Japanese general (1897–1968)

Tsunenori Shimizu (清水 規矩, Shimizu Tsunenori) was a career military officer and a lieutenant general in the Imperial Japanese Army during World War II.

==Biography==
Shimizu was the third son of an elementary school teacher in Fukui Prefecture. After attending military preparatory schools in Nagoya and Tokyo, he graduated from the 23rd class of the Imperial Japanese Army Academy in 1911 and from the 30th class of the Army War College in November 1918. From April 1919, he was assigned to the Imperial Japanese Army General Staff.

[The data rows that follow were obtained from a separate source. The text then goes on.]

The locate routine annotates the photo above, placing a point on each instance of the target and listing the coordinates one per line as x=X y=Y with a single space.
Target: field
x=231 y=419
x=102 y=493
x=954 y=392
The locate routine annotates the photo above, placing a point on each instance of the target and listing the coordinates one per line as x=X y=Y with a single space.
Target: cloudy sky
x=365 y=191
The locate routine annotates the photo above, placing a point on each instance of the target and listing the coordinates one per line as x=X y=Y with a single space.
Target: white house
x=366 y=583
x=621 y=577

In September 1923, he was appointed as military attache to Riga in Latvia, and afterwards was assigned to Germany, returning to Japan in August 1927.

In August 1930, Shimizu was attached to the Guards 4th Infantry Regiment. He served as a bureaucrat at the General Staff from August 1931 to July 1933, when he was attached to the Technical Research Headquarters, returning to the General Staff in August 1934. He served as Army liaison to the Imperial Japanese Navy General Staff from June to August 1936. Assigned command of the IJA 73rd Infantry Regiment from August 1936, he then served as Aide-de-Camp to Emperor Hirohito from August 1937 to March 1941. In March 1938, Shimizu was promoted to major general, and to lieutenant general in December 1940.

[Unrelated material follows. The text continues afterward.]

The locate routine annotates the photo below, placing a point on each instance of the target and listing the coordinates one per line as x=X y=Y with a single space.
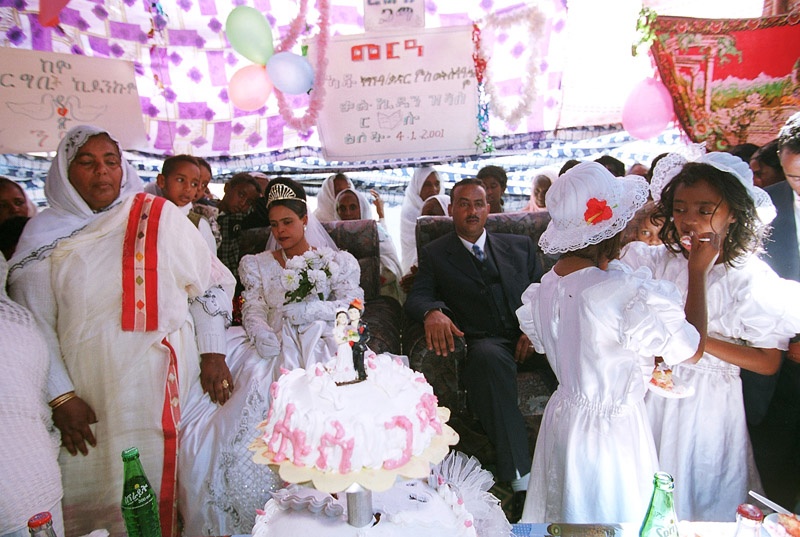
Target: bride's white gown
x=224 y=487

In March 1941, Shimizu was assigned command of the IJA 41st Division, which was at the time a garrison force based at Qingdao, China. In May 1942, he returned to Japan and entered the reserves. However, in July 1942 he was reactivated to become Deputy Inspector-General of Military Training, one of the top posts within the Imperial Japanese Army. He served as chief-of-staff of the Southern Expeditionary Army Group from May 1943, and as chief-of-staff of the IJA Seventh Area Army from March 1944. This was a new field army raised under the Southern Expeditionary Army Group for the specific task of opposing landings by Allied forces in Japanese-occupied Malaya, Singapore, Borneo, Java, and Sumatra, as well as to consolidate a new defense line after the loss of the Solomon Islands, New Guinea and eastern portions of the Netherlands East Indies. It had its headquarters at Singapore. In June 1944, Shimizu was reassigned to take command of the IJA 5th Army in Manchukuo. By the time he reached Manchukuo, much of its equipment and experienced troops had already been redirected to other commands in the Southeast Asia theatre of operations, and its poorly equipped and poorly trained forces were no match for the experienced battle-hardened Soviet armored divisions in the Soviet invasion of Manchuria.

Shimizu became a prisoner of war after being captured by the invading Soviet forces and he was sent to Siberia until being released in December 1956 on the restoration of diplomatic relations between post-war Japan and the Soviet Union. He died in 1968.